Partiamo da quest’ultima: ancora non si hanno notizie di Roberto Straccia, lo studente marchigiano di 24 anni svanito nel nulla mentre faceva jogging sul lungomare Sud di Pescara.

Volantini in ogni angolo della città e dei dintorni, una fiaccolata con 20 mila persone, vertici in Prefettura, persino l’arrivo di una squadra di 50 volontari della sua provincia di origine, Fermo, ma del giovane nessuna traccia. Il comandante provinciale del carabinieri, Marcello Galanzi, ha comunque assicurato: “Abbiamo fatto tutto e continueremo a farlo”.

Poi ci sono anche le notizie buone: due donne sono state ritrovate ieri pomeriggio.

La fuga da Bolognano di una di esse, L.A.D.B. di 54 anni, si è conclusa in poche ore con il ritrovamento della signora a Castiglione a Casauria, a due passi da casa, dopo che si era temuto il peggio per il ritrovamento di un biglietto in cui erano manifestati intenti suicidi.

La donna si era allontanata ieri a bordo della sua auto con la scusa di recarsi al lavoro in un negozio di Torre de’ Passeri, non vedendola tornare il marito si è rivolto ai carabinieri, coordinati dal capitano Pasquale Del Giudice, che l’hanno rintracciata.

Più lunga, invece, quella di una 17enne scomparsa a Pescara il 26 dicembre scorso assieme alla figlioletta di due mesi.

La giovane mamma si è allontanata da casa con il padre della figlia, un nomade di 18 anni, nonostante da qualche tempo il tribunale dei minori avesse disposto per lei la sistemazione in una casa famiglia di Chieti.

La 17enne, volendo stare con lo zingaro, si è sistemata a casa di alcuni parenti nomadi del ragazzo, e lì è stata ritrovata ieri dal personale della mobile di Pescara, diretta da Pierfrancesco Muriana, e dai colleghi di Campobasso. 

CASO STRACCIA: CARABINIERI, ”SPERIAMO DI TROVARLO”

“Abbiamo fatto tutto e continueremo a farlo”.

Lo ha detto questa mattina, a Pescara, il comandante provinciale del carabinieri, Marcello Galanzi, parlando del caso di Roberto Straccia.

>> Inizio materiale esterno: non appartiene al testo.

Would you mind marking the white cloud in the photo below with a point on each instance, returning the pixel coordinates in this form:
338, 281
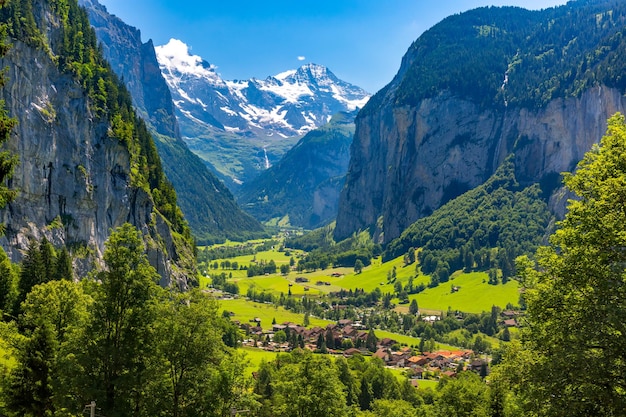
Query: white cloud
175, 54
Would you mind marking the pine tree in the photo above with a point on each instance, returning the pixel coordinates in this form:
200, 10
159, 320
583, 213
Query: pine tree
30, 391
7, 160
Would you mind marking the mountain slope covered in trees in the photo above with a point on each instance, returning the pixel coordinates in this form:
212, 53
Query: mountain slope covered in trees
485, 228
475, 88
305, 184
207, 204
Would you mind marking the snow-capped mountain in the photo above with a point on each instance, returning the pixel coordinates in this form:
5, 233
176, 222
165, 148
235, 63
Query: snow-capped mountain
288, 104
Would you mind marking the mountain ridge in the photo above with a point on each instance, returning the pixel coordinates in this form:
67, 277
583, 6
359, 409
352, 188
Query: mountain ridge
465, 98
240, 127
305, 184
206, 203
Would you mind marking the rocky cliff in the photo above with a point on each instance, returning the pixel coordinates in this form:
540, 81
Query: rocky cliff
207, 204
429, 136
75, 179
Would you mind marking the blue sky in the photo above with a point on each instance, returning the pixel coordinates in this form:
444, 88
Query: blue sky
361, 41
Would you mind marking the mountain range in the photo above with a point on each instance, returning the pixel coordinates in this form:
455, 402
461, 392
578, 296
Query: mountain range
207, 204
242, 127
87, 163
474, 89
303, 188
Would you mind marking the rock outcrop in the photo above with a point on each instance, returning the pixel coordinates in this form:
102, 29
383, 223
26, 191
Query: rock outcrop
305, 184
74, 179
208, 205
410, 156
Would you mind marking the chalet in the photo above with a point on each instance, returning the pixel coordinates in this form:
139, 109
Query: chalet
431, 319
387, 342
382, 354
477, 364
351, 352
509, 314
349, 332
418, 361
510, 323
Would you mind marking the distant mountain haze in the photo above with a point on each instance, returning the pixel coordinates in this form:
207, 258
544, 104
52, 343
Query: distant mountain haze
206, 203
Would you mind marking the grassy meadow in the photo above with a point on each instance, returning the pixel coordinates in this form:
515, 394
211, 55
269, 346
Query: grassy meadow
247, 310
474, 294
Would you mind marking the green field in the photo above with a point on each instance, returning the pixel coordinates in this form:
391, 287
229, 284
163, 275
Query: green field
474, 294
409, 340
256, 356
247, 310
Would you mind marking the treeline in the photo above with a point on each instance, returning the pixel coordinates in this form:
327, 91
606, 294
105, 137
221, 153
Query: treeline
76, 51
305, 384
325, 252
484, 229
540, 53
116, 338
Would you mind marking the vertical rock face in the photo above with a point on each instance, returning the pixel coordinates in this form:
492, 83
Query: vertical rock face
470, 91
406, 162
207, 204
73, 178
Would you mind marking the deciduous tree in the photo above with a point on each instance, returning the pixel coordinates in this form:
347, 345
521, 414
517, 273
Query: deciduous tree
577, 300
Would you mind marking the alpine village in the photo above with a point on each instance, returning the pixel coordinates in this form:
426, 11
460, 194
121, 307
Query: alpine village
177, 244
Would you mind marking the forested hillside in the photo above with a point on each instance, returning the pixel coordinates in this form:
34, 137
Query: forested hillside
485, 228
88, 163
207, 204
472, 90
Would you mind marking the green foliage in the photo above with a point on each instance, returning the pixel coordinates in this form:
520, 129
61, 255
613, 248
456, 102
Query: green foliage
463, 396
76, 50
9, 276
7, 160
576, 297
484, 228
325, 251
500, 57
315, 165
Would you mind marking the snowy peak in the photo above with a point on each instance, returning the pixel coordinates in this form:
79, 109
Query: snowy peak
175, 59
287, 104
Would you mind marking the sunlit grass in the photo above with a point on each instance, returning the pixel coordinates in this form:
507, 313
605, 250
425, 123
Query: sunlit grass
246, 310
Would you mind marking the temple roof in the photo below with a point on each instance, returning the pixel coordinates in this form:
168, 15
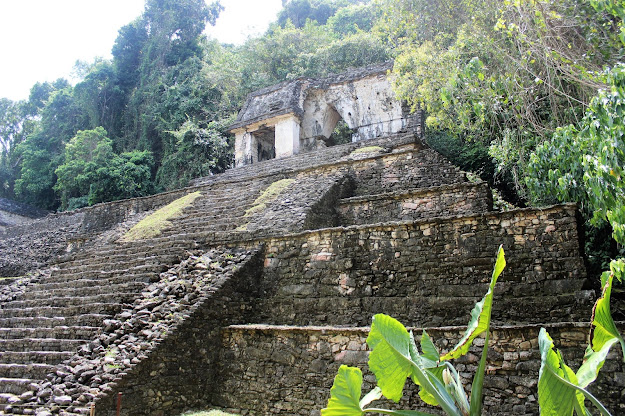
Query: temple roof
287, 97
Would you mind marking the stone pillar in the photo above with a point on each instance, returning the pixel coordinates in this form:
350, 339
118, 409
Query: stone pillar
287, 137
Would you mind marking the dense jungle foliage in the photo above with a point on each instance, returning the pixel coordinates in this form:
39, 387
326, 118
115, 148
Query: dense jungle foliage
526, 93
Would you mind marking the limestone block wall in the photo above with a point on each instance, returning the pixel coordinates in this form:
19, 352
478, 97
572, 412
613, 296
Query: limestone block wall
183, 369
367, 104
401, 171
26, 247
427, 273
442, 201
289, 370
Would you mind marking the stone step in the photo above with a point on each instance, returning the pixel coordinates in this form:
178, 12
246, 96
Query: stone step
15, 385
439, 201
71, 301
112, 267
89, 289
60, 311
6, 398
57, 332
40, 344
90, 277
32, 370
34, 357
89, 281
92, 319
123, 253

“Manteniamo la speranza – ha proseguito Galanzi – che sia vivo e che lo troveremo e lanciamo un appello affinché chi ha delle segnalazioni da fare ci chiami immediatamente” mentre fino a ora ci sono sempre state delle “segnalazioni ritardate” e c’è da temere che la società si mostri “troppo distaccata” come accaduto in altri casi, tanto che qualcuno ha scavalcato un cadavere senza fermarsi.

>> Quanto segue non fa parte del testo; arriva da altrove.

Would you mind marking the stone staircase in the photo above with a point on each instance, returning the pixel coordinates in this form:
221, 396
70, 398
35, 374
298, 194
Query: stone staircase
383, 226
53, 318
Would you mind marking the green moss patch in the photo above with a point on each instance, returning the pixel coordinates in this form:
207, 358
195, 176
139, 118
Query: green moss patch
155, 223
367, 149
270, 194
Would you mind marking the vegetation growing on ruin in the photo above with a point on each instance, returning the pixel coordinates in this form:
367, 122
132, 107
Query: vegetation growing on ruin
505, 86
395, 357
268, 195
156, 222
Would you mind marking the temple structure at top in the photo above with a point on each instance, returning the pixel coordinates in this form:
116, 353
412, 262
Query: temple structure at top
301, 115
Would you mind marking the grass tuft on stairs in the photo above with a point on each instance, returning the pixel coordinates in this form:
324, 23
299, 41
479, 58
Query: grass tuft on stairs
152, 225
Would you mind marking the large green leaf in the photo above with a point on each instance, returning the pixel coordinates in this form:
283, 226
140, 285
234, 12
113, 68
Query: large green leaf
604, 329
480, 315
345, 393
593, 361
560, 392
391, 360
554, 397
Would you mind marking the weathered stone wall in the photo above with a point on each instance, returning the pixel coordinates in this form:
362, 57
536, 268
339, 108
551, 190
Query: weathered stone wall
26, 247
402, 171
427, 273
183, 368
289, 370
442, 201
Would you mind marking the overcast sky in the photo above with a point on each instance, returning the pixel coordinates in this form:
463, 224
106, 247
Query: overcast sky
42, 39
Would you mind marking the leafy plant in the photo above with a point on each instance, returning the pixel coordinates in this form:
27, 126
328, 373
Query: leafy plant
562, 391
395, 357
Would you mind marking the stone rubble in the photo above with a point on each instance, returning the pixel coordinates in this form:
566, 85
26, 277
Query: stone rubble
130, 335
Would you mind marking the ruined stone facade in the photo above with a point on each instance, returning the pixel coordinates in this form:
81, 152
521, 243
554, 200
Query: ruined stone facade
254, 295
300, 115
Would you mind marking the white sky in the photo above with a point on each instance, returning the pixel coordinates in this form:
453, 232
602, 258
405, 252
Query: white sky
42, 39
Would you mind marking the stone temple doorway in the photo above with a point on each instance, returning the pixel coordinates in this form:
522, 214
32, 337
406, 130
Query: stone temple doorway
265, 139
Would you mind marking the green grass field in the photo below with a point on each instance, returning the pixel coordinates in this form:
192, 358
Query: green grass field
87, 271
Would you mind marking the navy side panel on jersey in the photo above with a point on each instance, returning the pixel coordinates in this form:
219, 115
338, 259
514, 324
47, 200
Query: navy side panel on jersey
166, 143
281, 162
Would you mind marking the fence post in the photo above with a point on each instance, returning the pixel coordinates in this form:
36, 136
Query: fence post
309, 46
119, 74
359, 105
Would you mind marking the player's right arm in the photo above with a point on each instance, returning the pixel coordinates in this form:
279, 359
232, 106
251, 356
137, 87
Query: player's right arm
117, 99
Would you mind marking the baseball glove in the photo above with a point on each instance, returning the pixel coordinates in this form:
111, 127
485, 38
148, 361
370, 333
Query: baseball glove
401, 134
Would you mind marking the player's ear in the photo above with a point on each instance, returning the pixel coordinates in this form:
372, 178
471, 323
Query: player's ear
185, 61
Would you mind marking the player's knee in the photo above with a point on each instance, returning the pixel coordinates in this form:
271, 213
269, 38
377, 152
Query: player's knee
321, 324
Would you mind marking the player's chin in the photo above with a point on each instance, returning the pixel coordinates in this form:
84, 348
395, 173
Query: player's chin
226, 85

“Finché c’è qualche elemento, spunto e segnalazione, andremo avanti con la stessa intensità, organizzando anche delle battute, come accaduto nei giorni scorsi”, ha assicurato.

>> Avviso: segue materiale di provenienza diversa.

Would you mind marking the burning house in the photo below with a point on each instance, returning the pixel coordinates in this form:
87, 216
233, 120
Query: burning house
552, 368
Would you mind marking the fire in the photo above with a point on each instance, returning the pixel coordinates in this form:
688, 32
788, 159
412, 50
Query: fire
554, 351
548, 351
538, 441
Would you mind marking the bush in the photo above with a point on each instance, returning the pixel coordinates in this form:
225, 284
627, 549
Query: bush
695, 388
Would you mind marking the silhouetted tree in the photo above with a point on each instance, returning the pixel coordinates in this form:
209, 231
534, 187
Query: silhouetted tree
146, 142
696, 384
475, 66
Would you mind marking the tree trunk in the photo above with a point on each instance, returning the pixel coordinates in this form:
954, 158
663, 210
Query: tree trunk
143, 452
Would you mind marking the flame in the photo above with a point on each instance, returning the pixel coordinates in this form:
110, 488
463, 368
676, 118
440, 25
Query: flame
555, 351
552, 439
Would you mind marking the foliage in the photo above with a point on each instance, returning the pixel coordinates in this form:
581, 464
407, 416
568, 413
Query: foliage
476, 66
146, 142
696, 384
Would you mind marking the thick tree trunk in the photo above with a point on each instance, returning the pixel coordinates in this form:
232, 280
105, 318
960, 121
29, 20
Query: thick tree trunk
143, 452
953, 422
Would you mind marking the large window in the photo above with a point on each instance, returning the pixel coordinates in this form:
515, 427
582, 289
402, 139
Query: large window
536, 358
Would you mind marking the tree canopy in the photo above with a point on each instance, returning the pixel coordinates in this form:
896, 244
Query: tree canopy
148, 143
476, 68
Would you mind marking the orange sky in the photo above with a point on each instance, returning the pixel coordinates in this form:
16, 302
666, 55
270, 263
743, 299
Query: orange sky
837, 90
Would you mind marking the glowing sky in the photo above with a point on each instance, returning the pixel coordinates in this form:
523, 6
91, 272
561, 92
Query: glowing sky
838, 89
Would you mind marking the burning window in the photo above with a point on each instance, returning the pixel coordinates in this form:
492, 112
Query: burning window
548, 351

Quanto alle possibili cause sulla misteriora scomparsa dello studente universitario Galanzi ha detto che “finché non lo troviamo non possiamo escludere nulla” e per i carabinieri “le idee non suffragate da dati di fatto non servono”.

Fino a oggi, “nonostante gli sforzi compiuti, e che proseguiranno, non c’e’ traccia o indizio su quello che può essere accaduto”.

Galanzi ha sottolineato anche che “è emersa la figura di un ragazzo perbene di una famiglia perbene e senza grossi problemi” e per avere qualche informazione in più il perito ingegnere informatico nominato dalla Procura “andrà un po’ indietro nel tempo”.